Suffering, Khaderbhai once told me, is the way we test our love, especially our love for God. I didn't know God, as he'd put it, but even as a disbeliever I failed the test that day. I couldn't love God-anyone's God-and I couldn't forgive God. The tears stopped after a few minutes, but it was the first time I'd cried for too long, and I was still deep in the mud of it when Prabaker came into my hut and squatted down beside me.
"He is a danger man, Lin," he said without preamble.
"What?"
"This Abdullah fellow, who came here today. He is a very danger man. You are better not for any knowing of him. And doings with him are even worsely dangerous, also."
"What are you talking about?"
"He is..." Prabaker paused, and the struggle was explicit in his gentle, open face. "He is a killing man, Lin. A murdering fellow.
He is killing the people for money. He is a goonda-a gangster fellow-for Khaderbhai. Everybody knows this. Everybody, except of you."
I knew it was true without asking any more, without a shred of proof beyond Prabaker's word. It's true, I said in my mind. In saying it, I realised that I'd always known, or suspected it. It was in the way other people treated him, the whispers he inspired, and the fear I'd seen in so many of the eyes that looked into his. It was in the ways that Abdullah was like the best and most dangerous men I'd known in prison. That, or something like that, had to be true.
I tried to think clearly about what he was, and what he did, and what my relationship to him should or shouldn't be. Khaderbhai was right, of course. Abdullah and I were very much alike. We were men of violence, when violence was required, and we weren't afraid to break the law. We were both outlaws. We were both alone in the world. And Abdullah, like me, was ready to die for any reason that seemed good enough on the day. But I'd never killed anyone. In that, we were different men.
Still, I liked him. I thought of that afternoon at the lepers' slum, and I recalled how self-assured I'd been there with Abdullah. I knew that a part of whatever equanimity I'd managed to display, perhaps most of it, had really been his.
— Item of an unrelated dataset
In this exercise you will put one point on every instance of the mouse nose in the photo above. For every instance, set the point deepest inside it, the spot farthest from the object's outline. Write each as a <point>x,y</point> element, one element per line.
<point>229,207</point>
With him I'd been strong and able to cope. He was the first man I'd met, since the escape from prison, who'd had that effect on me. He was the kind of man that tough criminals call a hundred-percenter: the kind of man who'll put his life on the line if he calls you his friend; the kind who'll put his shoulder beside yours, without question or complaint, and stand with you against any odds.
Because men like that are so often the heroes in films and books, we forget how rare they are in the real world. But I knew. It was one of the things that prison taught me. Prison pulls the masks away from men. You can't hide what you are, in prison. You can't pretend to be tough. You are, or you're not, and everyone knows it. And when the knives came out against me, as they did more than once, and it was kill or be killed, I learned that only one man in hundreds will stand with you, to the end, in friendship's name.
Prison also taught me how to recognise those rare men when I met them. I knew that Abdullah was such a man. In my hunted exile, biting back the fear, ready to fight and die every haunted day, the strength and wildness and will that I found in him were more, and better, than all the truth and goodness in the world. And sitting there in my hut, striped with hot white light and cooling shadows, I pledged myself to him as brother and friend, no matter what he'd done, and no matter what he was.
I looked up into Prabaker's worried face, and smiled. He smiled back at me, reflexively, and in an instant of unusual clarity I saw that, for him, I was the one who inspired something of that confidence: as Abdullah was to me, so was I to Prabaker.
Friendship is also a kind of medicine, and the markets for it, too, are sometimes black.
"Don't worry," I said, reaching out to put a hand on his shoulder. "It'll be all right. It'll be fine. Nothing's going to happen to me."